The Legislative Assembly declared war on Austria and Prussia after urging Louis to be returned to his role as an absolute monarch. The war between with Austria and Prussia was the start to a series of violent events within France: citizens of Paris broke into prisons and killed hundreds of prisoners due to a rumor that supporters of the King had planned to break out and seize the city. Fearful and angry citizens had also imprisoned the royal family following a threat from the Prussian commander to destroy Paris.
As a result of the pressure from rioting citizens, the Legislative Assembly disregarded the constitution produced by the National Assembly and declared the King deposed and the monarchy abolished. The election of a new legislature was called for and the National Convention was formed. In early 1793, the National Convention had reduced Louis XVI's role to that of a prisoner. The former king was tried for treason and put to death by guillotine on January 21st.

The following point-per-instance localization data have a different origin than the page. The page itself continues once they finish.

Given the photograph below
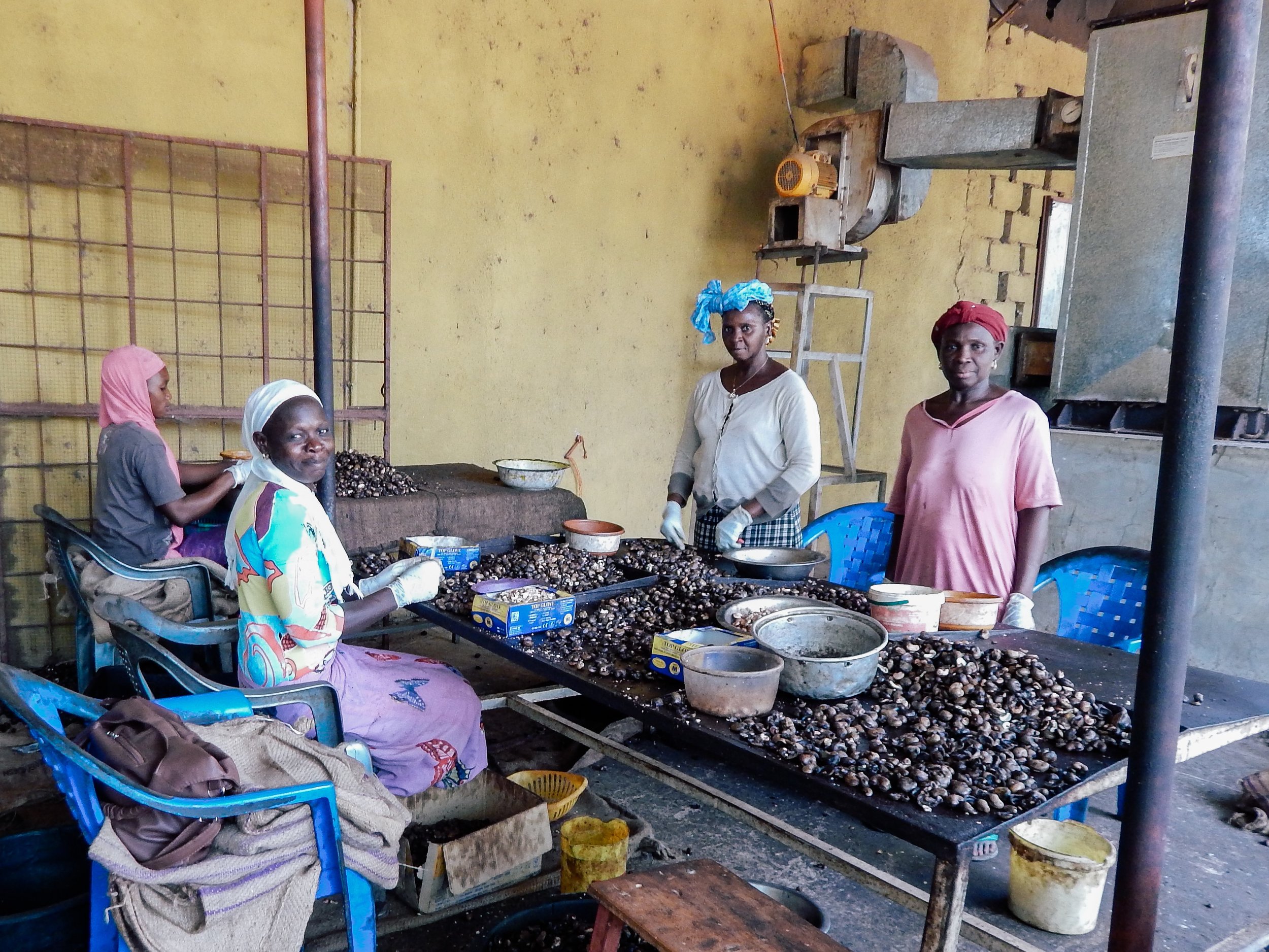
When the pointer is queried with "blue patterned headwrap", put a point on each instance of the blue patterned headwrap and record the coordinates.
(712, 300)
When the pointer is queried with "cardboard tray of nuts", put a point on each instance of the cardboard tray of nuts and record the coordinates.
(545, 559)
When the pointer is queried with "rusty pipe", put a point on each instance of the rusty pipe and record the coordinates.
(1181, 511)
(319, 224)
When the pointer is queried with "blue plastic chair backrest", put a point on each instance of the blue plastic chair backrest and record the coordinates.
(1102, 594)
(859, 541)
(37, 703)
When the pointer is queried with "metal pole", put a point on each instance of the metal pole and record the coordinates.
(319, 224)
(1202, 308)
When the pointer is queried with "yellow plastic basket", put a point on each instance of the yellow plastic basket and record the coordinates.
(559, 789)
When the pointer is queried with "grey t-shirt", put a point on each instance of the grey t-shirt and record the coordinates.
(132, 482)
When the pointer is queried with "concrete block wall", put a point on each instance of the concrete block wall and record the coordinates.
(999, 249)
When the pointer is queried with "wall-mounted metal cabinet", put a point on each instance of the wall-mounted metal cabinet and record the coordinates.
(1132, 186)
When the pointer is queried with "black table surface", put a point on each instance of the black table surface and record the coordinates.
(1108, 673)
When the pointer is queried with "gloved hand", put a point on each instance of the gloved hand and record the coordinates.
(240, 471)
(1018, 612)
(727, 535)
(387, 576)
(672, 525)
(418, 583)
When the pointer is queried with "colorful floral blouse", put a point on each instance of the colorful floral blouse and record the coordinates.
(291, 620)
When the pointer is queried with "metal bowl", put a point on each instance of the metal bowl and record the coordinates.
(529, 474)
(783, 564)
(594, 536)
(829, 652)
(797, 903)
(767, 604)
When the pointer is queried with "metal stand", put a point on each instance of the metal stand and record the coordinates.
(800, 361)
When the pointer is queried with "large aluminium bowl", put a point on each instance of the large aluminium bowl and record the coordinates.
(829, 653)
(783, 564)
(529, 474)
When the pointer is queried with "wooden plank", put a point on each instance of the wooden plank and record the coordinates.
(704, 907)
(607, 935)
(947, 905)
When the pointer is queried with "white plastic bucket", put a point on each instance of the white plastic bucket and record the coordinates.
(905, 608)
(1056, 875)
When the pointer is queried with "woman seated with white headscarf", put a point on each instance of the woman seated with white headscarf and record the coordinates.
(419, 718)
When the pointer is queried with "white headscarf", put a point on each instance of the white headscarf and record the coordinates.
(258, 412)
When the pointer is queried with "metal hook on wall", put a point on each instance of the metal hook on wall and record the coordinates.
(578, 441)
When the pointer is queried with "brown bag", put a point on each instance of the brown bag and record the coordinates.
(155, 750)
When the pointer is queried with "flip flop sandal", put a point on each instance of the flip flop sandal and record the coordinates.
(986, 848)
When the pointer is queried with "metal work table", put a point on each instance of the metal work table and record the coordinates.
(1232, 708)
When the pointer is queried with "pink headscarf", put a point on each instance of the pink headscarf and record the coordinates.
(126, 399)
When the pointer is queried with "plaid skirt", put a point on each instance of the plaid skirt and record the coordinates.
(782, 532)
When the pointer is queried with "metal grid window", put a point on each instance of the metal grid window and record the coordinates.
(194, 249)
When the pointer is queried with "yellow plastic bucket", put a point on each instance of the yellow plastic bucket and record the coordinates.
(1057, 871)
(590, 851)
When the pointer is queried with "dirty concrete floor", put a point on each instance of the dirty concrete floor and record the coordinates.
(1216, 877)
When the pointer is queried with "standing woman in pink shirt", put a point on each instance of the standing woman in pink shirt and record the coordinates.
(975, 479)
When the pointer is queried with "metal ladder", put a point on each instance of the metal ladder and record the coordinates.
(800, 361)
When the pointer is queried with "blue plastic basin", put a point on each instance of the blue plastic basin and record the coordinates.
(44, 892)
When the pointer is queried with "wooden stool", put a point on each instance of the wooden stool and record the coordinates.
(698, 907)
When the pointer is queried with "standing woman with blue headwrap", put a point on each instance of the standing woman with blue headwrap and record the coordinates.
(750, 444)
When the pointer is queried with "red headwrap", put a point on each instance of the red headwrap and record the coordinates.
(970, 313)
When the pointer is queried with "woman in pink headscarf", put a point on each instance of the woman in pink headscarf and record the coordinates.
(975, 479)
(141, 504)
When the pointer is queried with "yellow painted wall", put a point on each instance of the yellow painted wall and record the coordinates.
(566, 176)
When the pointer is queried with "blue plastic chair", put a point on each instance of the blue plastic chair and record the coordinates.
(62, 537)
(140, 649)
(1102, 598)
(39, 702)
(858, 542)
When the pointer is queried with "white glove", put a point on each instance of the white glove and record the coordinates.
(672, 525)
(418, 583)
(240, 471)
(1018, 612)
(727, 535)
(387, 576)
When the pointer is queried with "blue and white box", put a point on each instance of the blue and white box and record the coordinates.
(455, 553)
(671, 647)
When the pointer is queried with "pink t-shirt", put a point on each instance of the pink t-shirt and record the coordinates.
(960, 488)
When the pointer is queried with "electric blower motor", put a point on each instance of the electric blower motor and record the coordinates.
(806, 174)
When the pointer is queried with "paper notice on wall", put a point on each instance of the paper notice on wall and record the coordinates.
(1173, 145)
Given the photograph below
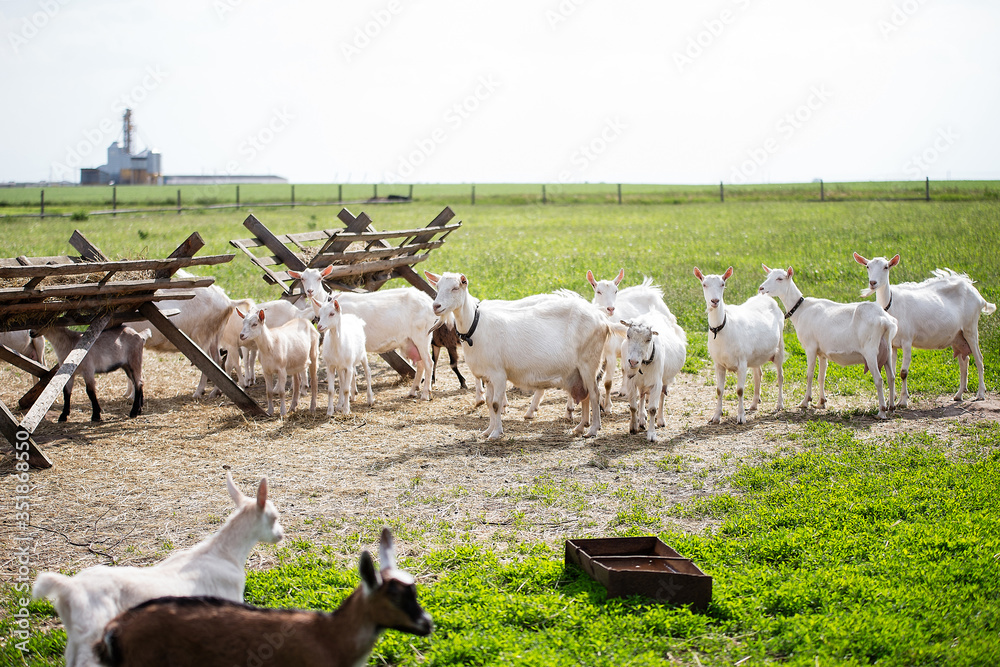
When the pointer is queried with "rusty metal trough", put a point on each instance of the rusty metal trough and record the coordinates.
(643, 566)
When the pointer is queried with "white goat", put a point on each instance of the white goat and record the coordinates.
(628, 303)
(741, 337)
(203, 318)
(187, 631)
(394, 319)
(555, 342)
(88, 601)
(115, 347)
(938, 313)
(343, 350)
(845, 333)
(652, 355)
(286, 350)
(22, 343)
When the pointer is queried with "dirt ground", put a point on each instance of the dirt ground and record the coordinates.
(130, 491)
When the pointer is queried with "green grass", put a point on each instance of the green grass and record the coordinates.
(839, 550)
(66, 199)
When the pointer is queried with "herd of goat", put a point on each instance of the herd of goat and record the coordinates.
(555, 340)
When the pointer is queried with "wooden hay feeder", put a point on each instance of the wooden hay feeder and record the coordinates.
(641, 566)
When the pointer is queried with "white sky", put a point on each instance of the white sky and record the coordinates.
(515, 91)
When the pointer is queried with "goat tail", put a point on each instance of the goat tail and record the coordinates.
(107, 648)
(51, 585)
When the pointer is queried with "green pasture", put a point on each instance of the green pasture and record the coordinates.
(838, 548)
(63, 200)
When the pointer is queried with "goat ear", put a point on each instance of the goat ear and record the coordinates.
(234, 492)
(370, 577)
(386, 550)
(262, 493)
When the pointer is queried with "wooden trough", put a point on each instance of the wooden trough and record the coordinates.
(363, 259)
(83, 291)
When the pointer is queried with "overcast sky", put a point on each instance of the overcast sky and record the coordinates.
(517, 91)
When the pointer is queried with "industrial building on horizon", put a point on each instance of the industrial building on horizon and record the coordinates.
(144, 168)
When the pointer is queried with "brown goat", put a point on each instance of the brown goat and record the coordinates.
(445, 335)
(209, 632)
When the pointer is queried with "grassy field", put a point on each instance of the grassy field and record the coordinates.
(836, 548)
(80, 200)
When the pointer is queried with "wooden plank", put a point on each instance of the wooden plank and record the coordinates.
(64, 374)
(188, 248)
(202, 361)
(88, 251)
(9, 428)
(85, 268)
(274, 244)
(10, 295)
(102, 304)
(25, 364)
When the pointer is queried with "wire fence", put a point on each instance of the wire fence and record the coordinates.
(114, 200)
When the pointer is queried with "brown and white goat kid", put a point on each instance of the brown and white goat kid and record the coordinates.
(87, 601)
(285, 350)
(208, 632)
(740, 337)
(115, 347)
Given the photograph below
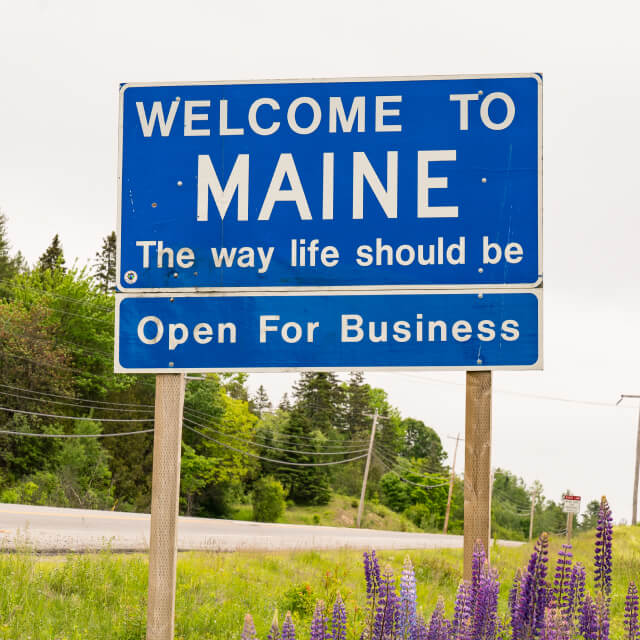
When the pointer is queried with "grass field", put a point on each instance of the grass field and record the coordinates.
(103, 596)
(340, 512)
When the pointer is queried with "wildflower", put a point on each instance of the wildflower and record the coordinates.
(485, 613)
(532, 601)
(274, 632)
(555, 626)
(514, 592)
(631, 628)
(561, 579)
(408, 597)
(603, 554)
(588, 619)
(339, 620)
(249, 630)
(575, 593)
(462, 612)
(288, 629)
(319, 623)
(387, 617)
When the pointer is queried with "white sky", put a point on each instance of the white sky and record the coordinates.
(61, 63)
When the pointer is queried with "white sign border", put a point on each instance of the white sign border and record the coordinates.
(307, 288)
(538, 365)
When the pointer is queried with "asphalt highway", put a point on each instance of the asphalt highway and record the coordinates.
(54, 530)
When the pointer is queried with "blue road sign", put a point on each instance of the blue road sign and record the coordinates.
(453, 330)
(381, 183)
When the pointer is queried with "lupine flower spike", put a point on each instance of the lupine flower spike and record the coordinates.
(603, 554)
(288, 629)
(387, 612)
(631, 628)
(555, 626)
(319, 623)
(249, 630)
(408, 608)
(339, 620)
(532, 602)
(575, 593)
(562, 577)
(274, 632)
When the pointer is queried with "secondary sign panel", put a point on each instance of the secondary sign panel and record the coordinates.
(420, 182)
(571, 504)
(450, 330)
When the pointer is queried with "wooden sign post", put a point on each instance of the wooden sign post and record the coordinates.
(165, 495)
(477, 465)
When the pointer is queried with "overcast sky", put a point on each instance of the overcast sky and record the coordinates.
(60, 66)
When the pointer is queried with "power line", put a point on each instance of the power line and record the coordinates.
(25, 287)
(57, 395)
(415, 484)
(537, 396)
(68, 404)
(285, 462)
(74, 435)
(265, 446)
(55, 415)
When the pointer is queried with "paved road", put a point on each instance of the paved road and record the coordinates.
(49, 529)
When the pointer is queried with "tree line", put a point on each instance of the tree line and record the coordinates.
(56, 379)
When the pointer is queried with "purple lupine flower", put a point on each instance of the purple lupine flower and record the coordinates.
(439, 626)
(631, 628)
(288, 629)
(588, 623)
(514, 593)
(603, 553)
(532, 601)
(422, 632)
(602, 617)
(462, 613)
(555, 626)
(319, 623)
(408, 597)
(249, 629)
(477, 565)
(485, 613)
(387, 618)
(575, 593)
(274, 632)
(372, 579)
(562, 576)
(339, 620)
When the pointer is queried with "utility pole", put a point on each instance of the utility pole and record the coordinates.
(453, 476)
(165, 493)
(569, 526)
(634, 511)
(534, 498)
(477, 465)
(366, 468)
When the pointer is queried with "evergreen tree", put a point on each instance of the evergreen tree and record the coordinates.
(358, 410)
(424, 443)
(321, 398)
(261, 401)
(105, 263)
(9, 266)
(304, 485)
(285, 403)
(53, 258)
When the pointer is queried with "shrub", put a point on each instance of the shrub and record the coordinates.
(267, 500)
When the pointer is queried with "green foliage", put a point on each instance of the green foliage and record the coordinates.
(268, 500)
(423, 443)
(104, 270)
(53, 258)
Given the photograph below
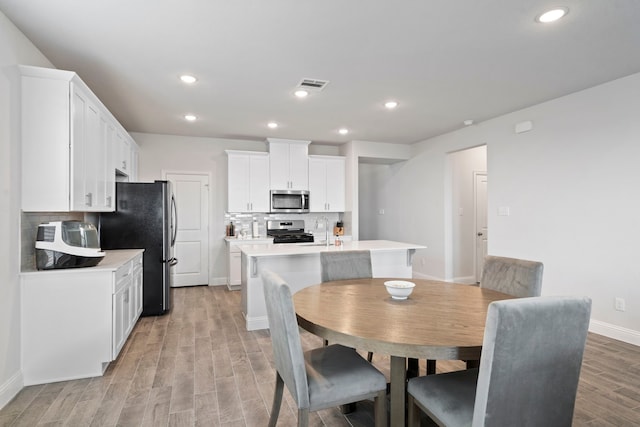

Despite losing a monarch, France had still been involved in a war with Austria and Prussia, only this time Great Britain, Holland, and Spain had joined to weaken France. Following a series of defeats, the National Convention had ordered a draft of 300,000 French citizens ages 18-40.
One Jacobin leader, Maximilien Robespierre, rose to power as the leader of the Committee of Public Safety. Robespierre had set out to wipe every trace of France's past, for example, changing the calendar by removing Sundays, and closing churches throughout Paris and other areas of France. Although Robespierre role was to protect the safety of French citizens, he managed to kill over 40,000 citizens via the guillotine. Many would say that Robespierre ruled like that of a dictator, which caused his rule to become known as The Reign of Terror.
After Robespierre was sent to the guillotine in 1794, French citizens became weary of the Terror. Prices of everyday goods, such as bread and salt, had also begun to rise. In 1795, the National Convention drafted a plan for a new government that called for a two-house legislature as well as an executive body made up of five men. This new government system was known as the Directory.